Wikipedia tests edit moderation

If you ever needed to argue about what the most powerful aspect of Wikipedia is, you'd probably cite the ability for anyone to edit it. The anonymous editing with relatively few restrictions has helped make the site a worldwide success. Above all, the greatest strength of Wikipedia is its users. Does the strength need to be curbed? Some of the people responsible for maintaining Wikipedia think so, and are considering limiting anonymous editing on the site.

The reasons are obvious. They want to avoid situations in which false or misleading information is posted by anonymous users, whether due to malicious intent or not. The new editorial process, currently in pilot through the German Wikipedia site, would queue edits for approval by a trusted editor. This system would still allow anyone to submit an edit, even anonymously, but it would require approval before it would actually be posted. “Trusted” editors would be able to submit content instantly.

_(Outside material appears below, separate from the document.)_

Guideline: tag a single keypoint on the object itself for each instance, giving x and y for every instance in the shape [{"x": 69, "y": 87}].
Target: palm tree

There are of course flaws to that system. It can take days or even weeks before a change is approved, which can be a big concern when you have multiple people contributing to an article. Then you also have the issue of the sheer number of edits overwhelming those who approve the edits. Because of that, Wikipedia is asking for input for other solutions. Ultimately this boils down to a lack of trust. If Wikipedia wants to become a more trustworthy source of information, one that people can rely upon, it'll need some sort of sanity checking system in place. Can they accomplish this through moderation, or is a more complex solution needed?